Korolev permaneció en silencio.

—El Kosmogrado fue un sueño, coronel. Un sueño que fracasó. Como el espacio, coronel. No necesitamos estar aquí. Tenemos todo un mundo que poner en orden. Moscú es el mayor poder global de la historia de la humanidad. No debemos permitirnos perder esa perspectiva global.

—¿Cree que se pueden sacudir de encima a los astronautas tan fácilmente? Somos una élite, una élite técnica altamente entrenada.
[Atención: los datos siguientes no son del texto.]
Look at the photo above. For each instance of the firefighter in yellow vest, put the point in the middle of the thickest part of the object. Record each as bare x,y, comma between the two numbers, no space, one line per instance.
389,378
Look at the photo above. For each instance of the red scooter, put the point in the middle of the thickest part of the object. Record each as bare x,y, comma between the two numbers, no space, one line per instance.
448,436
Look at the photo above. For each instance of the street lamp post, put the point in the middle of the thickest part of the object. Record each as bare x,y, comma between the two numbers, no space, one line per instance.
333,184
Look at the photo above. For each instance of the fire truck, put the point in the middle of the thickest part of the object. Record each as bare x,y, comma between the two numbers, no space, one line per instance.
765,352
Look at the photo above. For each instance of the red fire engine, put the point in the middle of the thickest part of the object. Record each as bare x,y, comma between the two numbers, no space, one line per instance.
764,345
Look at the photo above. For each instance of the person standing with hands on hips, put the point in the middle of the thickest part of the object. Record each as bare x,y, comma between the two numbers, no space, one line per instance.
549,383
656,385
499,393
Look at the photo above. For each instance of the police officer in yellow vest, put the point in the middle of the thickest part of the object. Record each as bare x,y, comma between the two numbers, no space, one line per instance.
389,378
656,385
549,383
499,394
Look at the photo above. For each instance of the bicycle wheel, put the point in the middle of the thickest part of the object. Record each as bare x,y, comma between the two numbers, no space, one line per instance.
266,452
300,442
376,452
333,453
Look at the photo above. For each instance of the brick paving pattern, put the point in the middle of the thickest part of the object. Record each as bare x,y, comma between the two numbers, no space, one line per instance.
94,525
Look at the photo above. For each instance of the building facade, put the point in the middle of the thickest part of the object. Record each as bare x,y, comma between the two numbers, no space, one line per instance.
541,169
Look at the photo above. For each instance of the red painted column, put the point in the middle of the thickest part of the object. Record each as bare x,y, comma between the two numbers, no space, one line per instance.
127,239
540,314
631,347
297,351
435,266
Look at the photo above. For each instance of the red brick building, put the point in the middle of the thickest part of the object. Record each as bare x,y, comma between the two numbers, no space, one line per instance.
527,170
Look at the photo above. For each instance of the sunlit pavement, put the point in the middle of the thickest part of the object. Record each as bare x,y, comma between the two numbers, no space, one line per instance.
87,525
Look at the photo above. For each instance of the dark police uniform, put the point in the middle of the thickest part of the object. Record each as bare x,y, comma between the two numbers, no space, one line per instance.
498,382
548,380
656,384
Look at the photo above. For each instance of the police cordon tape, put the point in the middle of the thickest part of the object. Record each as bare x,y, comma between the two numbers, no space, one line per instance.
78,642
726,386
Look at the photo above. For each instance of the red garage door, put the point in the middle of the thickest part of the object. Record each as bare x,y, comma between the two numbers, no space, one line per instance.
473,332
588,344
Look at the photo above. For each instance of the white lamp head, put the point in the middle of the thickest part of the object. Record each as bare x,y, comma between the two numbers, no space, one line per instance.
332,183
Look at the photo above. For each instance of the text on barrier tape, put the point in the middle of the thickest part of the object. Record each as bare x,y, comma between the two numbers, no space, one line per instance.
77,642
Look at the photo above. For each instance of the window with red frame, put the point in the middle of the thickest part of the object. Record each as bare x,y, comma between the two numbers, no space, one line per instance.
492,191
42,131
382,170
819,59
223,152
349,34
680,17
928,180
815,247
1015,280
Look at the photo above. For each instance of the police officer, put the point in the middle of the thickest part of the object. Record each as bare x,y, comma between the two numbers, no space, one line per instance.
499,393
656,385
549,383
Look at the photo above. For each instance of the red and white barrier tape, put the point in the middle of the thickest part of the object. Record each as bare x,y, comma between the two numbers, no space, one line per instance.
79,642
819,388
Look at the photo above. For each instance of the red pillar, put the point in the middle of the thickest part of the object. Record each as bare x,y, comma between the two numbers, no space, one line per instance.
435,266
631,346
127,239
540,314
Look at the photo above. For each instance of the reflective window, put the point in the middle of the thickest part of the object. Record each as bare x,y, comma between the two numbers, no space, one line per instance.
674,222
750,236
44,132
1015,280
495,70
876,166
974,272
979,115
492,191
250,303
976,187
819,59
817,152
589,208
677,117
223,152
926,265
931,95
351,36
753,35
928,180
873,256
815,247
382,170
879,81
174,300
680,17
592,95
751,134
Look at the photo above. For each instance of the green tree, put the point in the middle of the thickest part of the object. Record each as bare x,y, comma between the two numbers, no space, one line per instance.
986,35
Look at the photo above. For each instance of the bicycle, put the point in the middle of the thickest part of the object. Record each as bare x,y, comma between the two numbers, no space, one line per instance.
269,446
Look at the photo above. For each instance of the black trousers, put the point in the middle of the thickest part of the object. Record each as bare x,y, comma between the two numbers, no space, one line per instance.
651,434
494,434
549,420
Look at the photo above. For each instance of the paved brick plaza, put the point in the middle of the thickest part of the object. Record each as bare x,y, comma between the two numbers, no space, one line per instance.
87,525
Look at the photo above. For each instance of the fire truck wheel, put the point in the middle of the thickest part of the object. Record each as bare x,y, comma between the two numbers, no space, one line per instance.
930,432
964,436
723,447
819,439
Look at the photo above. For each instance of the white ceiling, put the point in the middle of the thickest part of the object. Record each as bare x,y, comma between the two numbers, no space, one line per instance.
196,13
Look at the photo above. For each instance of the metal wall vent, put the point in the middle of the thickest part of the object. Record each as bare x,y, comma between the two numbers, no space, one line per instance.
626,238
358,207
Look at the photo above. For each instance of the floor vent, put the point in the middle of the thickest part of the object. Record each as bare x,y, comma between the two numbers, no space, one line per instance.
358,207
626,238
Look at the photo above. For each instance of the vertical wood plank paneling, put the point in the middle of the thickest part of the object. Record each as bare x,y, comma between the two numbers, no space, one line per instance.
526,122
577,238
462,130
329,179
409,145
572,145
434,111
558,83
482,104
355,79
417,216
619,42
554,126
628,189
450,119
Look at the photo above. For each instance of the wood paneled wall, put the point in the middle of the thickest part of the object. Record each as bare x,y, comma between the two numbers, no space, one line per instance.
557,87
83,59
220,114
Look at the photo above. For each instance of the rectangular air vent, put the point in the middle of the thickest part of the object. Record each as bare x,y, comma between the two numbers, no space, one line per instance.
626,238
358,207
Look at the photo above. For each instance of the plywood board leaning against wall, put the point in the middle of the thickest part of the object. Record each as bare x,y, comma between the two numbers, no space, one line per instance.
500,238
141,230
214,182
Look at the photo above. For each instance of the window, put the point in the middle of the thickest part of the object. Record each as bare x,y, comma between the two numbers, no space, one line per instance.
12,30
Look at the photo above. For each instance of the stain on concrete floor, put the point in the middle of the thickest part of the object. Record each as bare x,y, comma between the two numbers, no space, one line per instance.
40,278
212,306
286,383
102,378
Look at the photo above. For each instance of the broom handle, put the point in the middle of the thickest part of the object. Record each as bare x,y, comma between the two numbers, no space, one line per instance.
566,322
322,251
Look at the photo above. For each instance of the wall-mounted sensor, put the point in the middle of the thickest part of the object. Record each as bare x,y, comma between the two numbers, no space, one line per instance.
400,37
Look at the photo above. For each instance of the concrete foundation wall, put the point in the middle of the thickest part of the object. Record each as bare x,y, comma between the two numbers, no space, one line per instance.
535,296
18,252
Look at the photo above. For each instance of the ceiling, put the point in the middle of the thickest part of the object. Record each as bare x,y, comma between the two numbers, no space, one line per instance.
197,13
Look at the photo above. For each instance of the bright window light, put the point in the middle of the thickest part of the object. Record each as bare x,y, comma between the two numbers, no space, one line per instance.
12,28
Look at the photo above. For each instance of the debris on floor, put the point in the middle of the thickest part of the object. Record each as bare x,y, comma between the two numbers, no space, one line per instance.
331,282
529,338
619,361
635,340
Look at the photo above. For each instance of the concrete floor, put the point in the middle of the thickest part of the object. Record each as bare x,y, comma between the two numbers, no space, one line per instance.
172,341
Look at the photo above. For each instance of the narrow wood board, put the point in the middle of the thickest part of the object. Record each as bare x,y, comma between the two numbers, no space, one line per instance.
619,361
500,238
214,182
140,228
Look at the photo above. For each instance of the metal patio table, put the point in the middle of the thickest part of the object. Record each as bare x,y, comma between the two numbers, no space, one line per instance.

—Una minoría, coronel, una minoría obsoleta. ¿Con qué contribuye, aparte de despojos de la venenosa basura americana? Se suponía que aquí debía estar una tripulación de trabajadores, no de arrogantes traficantes del mercado negro, traficando con jazz y pornografía vía satélite —la cara de Yefremov se mostraba relajada e imperturbable—. La tripulación volverá a Baikonur. Las armas se pueden dirigir desde la tierra. Por supuesto, usted se quedará aquí, y vendrán algunos astronautas invitados, africanos, sudamericanos. El espacio aún conserva para esa gente cierto grado de su prestigio original.

Korolev apretó los dientes.

—¿Qué ha hecho con el chico?

—¿Su Fontanero? Ha atacado a un oficial de la seguridad del Estado. Permanecerá bajo arresto hasta que sea trasladado a Baikonur.